Resistere, però, con
una «una amarezza grande: allorquando ognuno di noi deve pararsi o mettersi
l’elmetto o il giubbotto antiproiettile per salvarsi dal fuoco amico o dal
fuoco che riterrebbe amico».
«Ancora una volta dallo
Stato italiano- ha aggiunto- ho ricevuto
solo amarezza».
Vestito di scuro, con
ben impressi sul volto i segni dell’amarezza per una cosa cadutagli tra capo e
collo, Pagano venerdì sera ha tenuto un discorso che aveva tutta l’aria di
essere un’ardente e disperata arringa difensiva dell’operato della sua
amministrazione. E’ sembrato per un attimo che l’avvocato che è in lui avesse
preso il sopravvento sul sindaco, e così, quasi come davanti ad una corte
immaginaria, ha proclamato la limpidezza e la trasparenza delle sue azioni
amministrative.
«Gli atti
amministrativi sono là e parlano da soli», ha asserito. «Il fotocopiare tutti
gli atti (da inviare in prefettura, ndr)
ci ha consentito di fare un monitoraggio su quanto prodotto e ho la presunzione
di dire che non abbiano nulla da temere».
Il sindaco ha
dimostrato grande sicurezza in se stesso, pur nell’evidente disappunto che
trapelava copioso dalle sue parole. E’ certo di aver agito nel rispetto delle
regole, mentre nei riguardi dello Stato è stato assai critico: «Invece di
guardare le carte comunali, come mai- ha postulato- trent’anni di episodi
criminali non sono stati risolti in questo territorio? Il Meridione- ha
aggiunto con accenti di vittimismo- paga lo scotto del contesto ambientale. E
paga lo scotto di trovarsi di fronte ad una classe politica inetta. Fa amarezza-
ha ribadito- perché per accorgersi che in questo territorio esisteva una
potente cosca ndranghestista si è dovuto aspettare una sentenza del 2004».
Il primo cittadino ha
poi parlato di lotta alla mafia.
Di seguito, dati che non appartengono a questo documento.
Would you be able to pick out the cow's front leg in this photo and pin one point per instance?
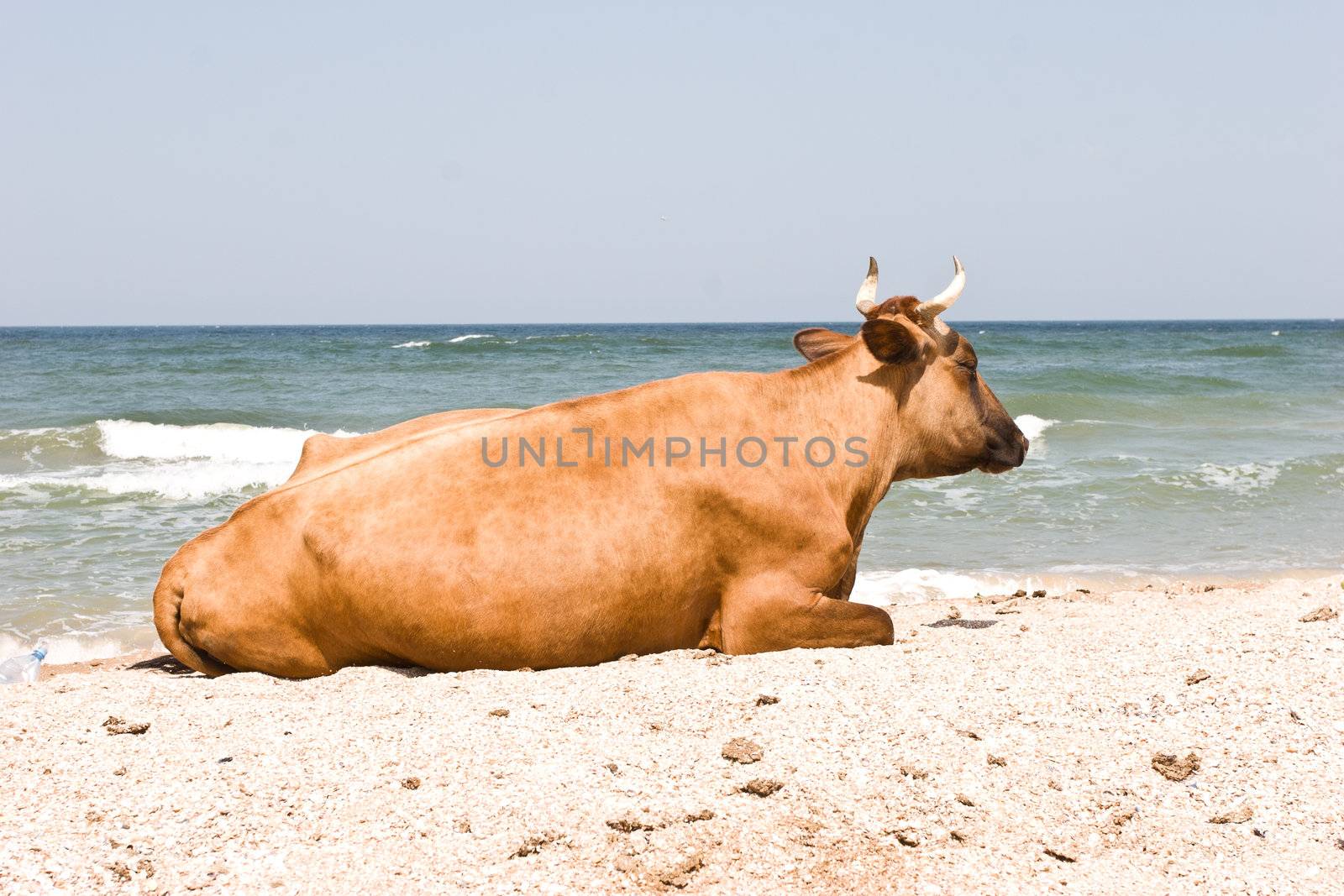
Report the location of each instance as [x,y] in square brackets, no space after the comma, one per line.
[769,613]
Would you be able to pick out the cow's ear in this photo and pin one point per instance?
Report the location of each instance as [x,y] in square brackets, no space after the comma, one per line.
[817,342]
[889,342]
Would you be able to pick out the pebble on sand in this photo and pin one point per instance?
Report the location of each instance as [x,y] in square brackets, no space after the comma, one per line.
[743,752]
[116,726]
[1233,817]
[763,786]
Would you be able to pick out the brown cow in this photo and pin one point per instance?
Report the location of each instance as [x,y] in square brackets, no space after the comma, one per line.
[605,532]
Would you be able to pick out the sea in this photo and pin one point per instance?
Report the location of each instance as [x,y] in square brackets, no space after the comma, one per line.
[1160,452]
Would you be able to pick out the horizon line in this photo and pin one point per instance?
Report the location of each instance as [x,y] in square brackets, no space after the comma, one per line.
[691,322]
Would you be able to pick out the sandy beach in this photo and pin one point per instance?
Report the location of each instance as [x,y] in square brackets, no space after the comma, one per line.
[1153,741]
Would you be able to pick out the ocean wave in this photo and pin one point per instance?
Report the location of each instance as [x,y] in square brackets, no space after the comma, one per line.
[81,647]
[1032,426]
[920,586]
[165,459]
[1245,351]
[1240,479]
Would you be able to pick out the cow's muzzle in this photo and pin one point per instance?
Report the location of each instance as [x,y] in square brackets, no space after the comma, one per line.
[1005,452]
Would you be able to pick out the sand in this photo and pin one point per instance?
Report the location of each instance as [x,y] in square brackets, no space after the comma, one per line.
[1012,748]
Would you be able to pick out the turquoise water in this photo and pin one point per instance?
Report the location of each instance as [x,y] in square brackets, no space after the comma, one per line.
[1160,450]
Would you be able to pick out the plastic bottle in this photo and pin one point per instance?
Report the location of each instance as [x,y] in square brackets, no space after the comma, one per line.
[24,668]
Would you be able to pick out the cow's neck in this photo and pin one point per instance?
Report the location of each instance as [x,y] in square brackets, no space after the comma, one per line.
[850,394]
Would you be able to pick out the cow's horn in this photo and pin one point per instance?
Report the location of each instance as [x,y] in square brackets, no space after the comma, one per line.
[867,297]
[944,300]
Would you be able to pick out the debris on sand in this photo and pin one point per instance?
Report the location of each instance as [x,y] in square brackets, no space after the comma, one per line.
[534,844]
[1173,768]
[907,837]
[763,786]
[1233,817]
[116,726]
[679,875]
[743,752]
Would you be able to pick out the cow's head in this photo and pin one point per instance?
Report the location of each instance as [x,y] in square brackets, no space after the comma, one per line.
[949,417]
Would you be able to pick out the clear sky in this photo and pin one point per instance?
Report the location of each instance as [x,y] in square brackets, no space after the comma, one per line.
[507,163]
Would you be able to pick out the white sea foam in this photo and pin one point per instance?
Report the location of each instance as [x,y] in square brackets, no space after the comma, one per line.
[920,586]
[179,461]
[78,647]
[1241,479]
[1032,426]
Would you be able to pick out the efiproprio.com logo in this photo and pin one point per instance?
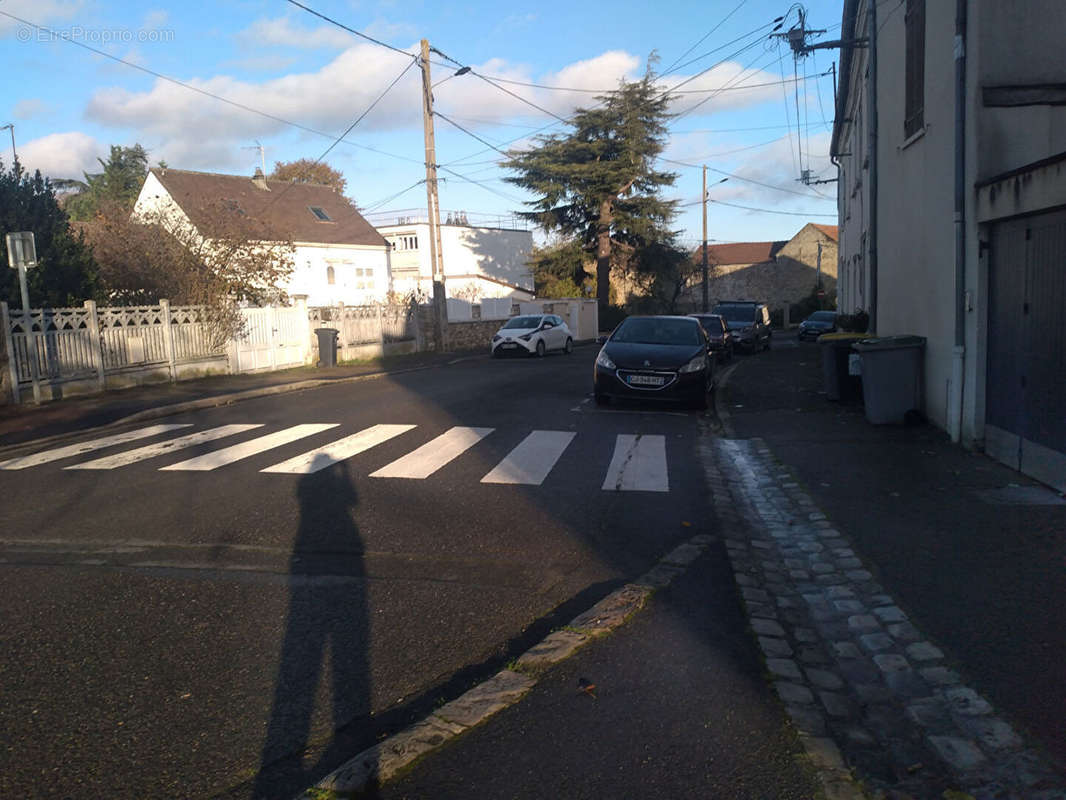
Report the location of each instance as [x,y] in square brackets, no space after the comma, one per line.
[95,35]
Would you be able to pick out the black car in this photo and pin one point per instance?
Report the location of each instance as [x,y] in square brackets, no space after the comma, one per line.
[719,334]
[817,324]
[748,321]
[656,357]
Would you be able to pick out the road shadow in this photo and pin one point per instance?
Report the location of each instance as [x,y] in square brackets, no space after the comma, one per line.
[325,651]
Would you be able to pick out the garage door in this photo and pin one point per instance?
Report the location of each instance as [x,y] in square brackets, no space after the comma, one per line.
[1026,418]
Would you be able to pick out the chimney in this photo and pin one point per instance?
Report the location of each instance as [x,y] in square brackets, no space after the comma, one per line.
[260,180]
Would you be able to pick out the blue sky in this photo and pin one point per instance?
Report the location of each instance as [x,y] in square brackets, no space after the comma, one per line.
[309,80]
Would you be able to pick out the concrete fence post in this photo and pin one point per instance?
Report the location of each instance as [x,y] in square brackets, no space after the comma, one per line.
[168,339]
[9,352]
[97,342]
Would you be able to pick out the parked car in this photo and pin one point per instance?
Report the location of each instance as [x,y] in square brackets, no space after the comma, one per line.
[656,357]
[817,324]
[748,321]
[532,334]
[719,334]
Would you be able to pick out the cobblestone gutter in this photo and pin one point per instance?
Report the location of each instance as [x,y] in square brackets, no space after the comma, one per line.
[866,690]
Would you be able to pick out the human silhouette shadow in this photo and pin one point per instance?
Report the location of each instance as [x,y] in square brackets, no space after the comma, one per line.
[326,637]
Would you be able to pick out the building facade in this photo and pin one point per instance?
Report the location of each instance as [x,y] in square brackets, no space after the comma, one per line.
[970,228]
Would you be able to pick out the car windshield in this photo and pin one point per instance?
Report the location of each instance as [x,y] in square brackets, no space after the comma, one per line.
[740,313]
[523,322]
[652,331]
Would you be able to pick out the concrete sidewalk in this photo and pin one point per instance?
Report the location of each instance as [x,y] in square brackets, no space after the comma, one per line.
[26,422]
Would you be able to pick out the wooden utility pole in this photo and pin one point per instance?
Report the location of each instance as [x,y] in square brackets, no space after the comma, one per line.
[706,305]
[439,304]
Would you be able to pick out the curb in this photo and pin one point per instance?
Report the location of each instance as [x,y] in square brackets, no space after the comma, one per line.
[388,757]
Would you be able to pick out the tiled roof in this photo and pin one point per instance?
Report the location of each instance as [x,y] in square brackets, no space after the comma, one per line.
[741,252]
[285,208]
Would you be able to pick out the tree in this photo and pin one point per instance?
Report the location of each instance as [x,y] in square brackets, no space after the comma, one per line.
[305,171]
[228,260]
[113,191]
[597,182]
[66,274]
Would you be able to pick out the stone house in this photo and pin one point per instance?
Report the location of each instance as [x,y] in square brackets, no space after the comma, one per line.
[965,240]
[777,273]
[338,258]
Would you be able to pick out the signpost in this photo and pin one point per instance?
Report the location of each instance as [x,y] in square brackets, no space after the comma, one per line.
[22,255]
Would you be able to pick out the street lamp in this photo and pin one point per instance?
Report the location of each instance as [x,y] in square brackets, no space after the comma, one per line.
[706,297]
[22,255]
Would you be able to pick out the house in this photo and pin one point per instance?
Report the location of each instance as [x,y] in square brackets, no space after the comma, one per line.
[777,273]
[338,258]
[480,260]
[965,239]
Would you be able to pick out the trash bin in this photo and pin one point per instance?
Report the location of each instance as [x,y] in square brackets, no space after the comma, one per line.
[891,377]
[327,347]
[839,384]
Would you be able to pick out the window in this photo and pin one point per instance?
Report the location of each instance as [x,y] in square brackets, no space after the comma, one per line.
[914,116]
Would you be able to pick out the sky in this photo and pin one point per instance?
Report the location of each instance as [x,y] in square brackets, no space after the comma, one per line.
[205,84]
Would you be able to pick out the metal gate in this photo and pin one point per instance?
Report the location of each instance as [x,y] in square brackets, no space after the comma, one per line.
[1026,415]
[274,338]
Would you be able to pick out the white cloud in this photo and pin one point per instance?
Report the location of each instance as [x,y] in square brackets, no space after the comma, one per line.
[30,108]
[62,155]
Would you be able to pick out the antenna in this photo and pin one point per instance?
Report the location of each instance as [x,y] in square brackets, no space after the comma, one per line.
[262,154]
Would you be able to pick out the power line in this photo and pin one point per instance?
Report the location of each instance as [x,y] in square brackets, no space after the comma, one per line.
[57,34]
[350,30]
Benché abbia precisato di non voler essere
ricordato come il sindaco antimafia, Franco Pagano dedica ogni anno, a giugno,
mese in cui ricorre l’anniversario della morte del povero Peppino Valarioti, un
convegno. Anzi, al giovane martire della mafia ha persino intitolato la Casa della Cultura. Sempre in merito allo
scottante tema, Pagano ha risposto ad un appunto mossogli dal Quotidiano:
ovvero, il non aver mai costituito il Comune di Nicotera parte civile nei
processi contro il clan egemone nel territorio.
«Durante la mia
sindacatura è iniziato qualche processo di qualche associazione criminale o
personaggio di spicco della criminalità organizzata?- ha chiesto con
candore- non lo so- ha precisato- ma anche lì bisogna vedere se quel tipo di
processo è riferito a qualcosa che pregiudicasse l’immagine della società o
no». Intendendo la società nicoterese.